Here h means “halfword”, 16 bits, which is appropriate because the first two fields in a sockaddr_in are 16-bit fields, though unfortunately the port number is in network byte order, and the i386’s byte order is not network byte order.

Switching between alternate display representations: floats and ASCII strings

The ; key in DDT prints a value in “semi-colon” mode, initially floating-point, instead of SIXBIT or octal or machine instruction or whatever. (There are two-character commands to change semicolon mode to be any of the available “type-out modes”.)

Sort of amusingly, DDT doesn’t remember the types of the values Brinkhoff stores; for example, the words starting at his label HELLO are actually strings (in ASCII (§X.B.5), which supports lowercase but only gets five bytes per 36-bit word, using $1" instead of $1' in the UI). So he has to tell it again. Here’s the part of the session where he first enters the strings, then starts looking at them, and it starts disassembling them as instructions:

hello/   0   $1"hello$
HELLO+1/   0   $1" worl$
HELLO+2/   0   $1"d

$
hello/    TLCE B,@466337(15)   ∎

At this point he presses " and sees the right view, then presses (I think) ↵ to go to the next word, repeating the process:

hello/   TLCE B,@466337(15)   "$1"hello$
HELLO+1/   MOVES 13,@771331(15)   "$1" worl$
HELLO+2/   TRZ 6,@200001(A)   "$1"d^M^J$   ∎

So to see those three words of ASCII, given the start address, he had to type /"↵"↵", 6 bytes.

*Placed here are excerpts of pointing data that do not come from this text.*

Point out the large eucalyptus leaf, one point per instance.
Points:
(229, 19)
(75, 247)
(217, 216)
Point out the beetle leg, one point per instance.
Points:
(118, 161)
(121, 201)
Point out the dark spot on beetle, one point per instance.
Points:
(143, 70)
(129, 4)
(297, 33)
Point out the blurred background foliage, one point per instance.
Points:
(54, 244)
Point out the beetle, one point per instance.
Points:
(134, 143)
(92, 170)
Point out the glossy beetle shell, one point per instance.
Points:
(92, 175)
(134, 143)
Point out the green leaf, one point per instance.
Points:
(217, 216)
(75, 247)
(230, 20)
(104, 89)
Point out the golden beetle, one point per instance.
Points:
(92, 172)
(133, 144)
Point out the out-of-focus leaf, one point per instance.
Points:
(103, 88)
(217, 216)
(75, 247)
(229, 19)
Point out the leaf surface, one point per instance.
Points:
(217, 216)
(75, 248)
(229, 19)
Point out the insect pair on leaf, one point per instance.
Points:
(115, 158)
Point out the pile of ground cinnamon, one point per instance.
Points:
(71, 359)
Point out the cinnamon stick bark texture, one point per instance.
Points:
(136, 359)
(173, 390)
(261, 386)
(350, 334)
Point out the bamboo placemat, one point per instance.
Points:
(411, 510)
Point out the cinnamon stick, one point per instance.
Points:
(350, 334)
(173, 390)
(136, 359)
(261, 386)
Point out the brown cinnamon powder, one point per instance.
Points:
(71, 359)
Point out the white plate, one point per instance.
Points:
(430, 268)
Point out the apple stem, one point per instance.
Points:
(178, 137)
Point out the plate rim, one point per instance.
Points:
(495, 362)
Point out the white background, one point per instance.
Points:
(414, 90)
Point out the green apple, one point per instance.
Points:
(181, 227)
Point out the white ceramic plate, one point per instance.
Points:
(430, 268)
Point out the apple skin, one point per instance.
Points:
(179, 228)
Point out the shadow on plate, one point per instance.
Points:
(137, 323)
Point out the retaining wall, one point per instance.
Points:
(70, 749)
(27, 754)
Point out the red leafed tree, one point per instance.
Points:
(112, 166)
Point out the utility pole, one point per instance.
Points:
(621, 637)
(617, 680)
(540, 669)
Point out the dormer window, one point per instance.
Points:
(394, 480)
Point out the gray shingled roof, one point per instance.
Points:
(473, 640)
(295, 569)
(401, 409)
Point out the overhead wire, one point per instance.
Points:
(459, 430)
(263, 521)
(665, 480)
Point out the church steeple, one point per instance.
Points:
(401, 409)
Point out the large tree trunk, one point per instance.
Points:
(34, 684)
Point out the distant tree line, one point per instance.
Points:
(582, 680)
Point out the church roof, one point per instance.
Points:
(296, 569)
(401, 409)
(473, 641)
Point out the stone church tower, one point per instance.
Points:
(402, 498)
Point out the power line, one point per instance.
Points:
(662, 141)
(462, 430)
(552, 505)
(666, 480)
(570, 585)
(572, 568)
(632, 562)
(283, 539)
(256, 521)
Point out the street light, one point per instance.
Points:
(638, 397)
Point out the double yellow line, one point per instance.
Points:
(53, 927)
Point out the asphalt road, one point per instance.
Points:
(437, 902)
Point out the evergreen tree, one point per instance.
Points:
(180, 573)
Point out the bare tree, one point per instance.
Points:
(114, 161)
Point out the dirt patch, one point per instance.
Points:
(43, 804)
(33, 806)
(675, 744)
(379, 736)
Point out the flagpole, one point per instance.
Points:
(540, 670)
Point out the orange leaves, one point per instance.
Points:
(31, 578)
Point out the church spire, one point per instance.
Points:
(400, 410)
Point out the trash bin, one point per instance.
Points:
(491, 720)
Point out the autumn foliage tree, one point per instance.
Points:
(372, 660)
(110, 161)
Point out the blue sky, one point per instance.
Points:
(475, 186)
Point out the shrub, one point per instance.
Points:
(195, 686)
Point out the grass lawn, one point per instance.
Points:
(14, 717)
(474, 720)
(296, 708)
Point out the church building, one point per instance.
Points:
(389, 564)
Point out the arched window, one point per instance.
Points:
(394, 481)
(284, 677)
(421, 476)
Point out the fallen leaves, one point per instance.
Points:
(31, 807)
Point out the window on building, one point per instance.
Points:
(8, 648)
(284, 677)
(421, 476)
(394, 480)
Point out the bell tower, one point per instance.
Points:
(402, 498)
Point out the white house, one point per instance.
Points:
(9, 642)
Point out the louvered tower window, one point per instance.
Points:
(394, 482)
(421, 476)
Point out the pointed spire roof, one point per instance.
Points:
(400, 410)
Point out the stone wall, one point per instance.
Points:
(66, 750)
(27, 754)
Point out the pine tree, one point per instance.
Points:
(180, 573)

In some sense GDB is a little better about this sort of thing, part of which is because character data is much less of a pain on a byte-oriented computer; I only need x/s$_↵, also 6 bytes, to change my view to NUL-terminated text:

(gdb) x &text_plain
0x80496e3 <text_plain>: 25972
(gdb) x/s$_
0x80496e3 <text_plain>:  "text/plain; charset=utf-8text/css; charset=utf-8application/pdf\r\n\r\n"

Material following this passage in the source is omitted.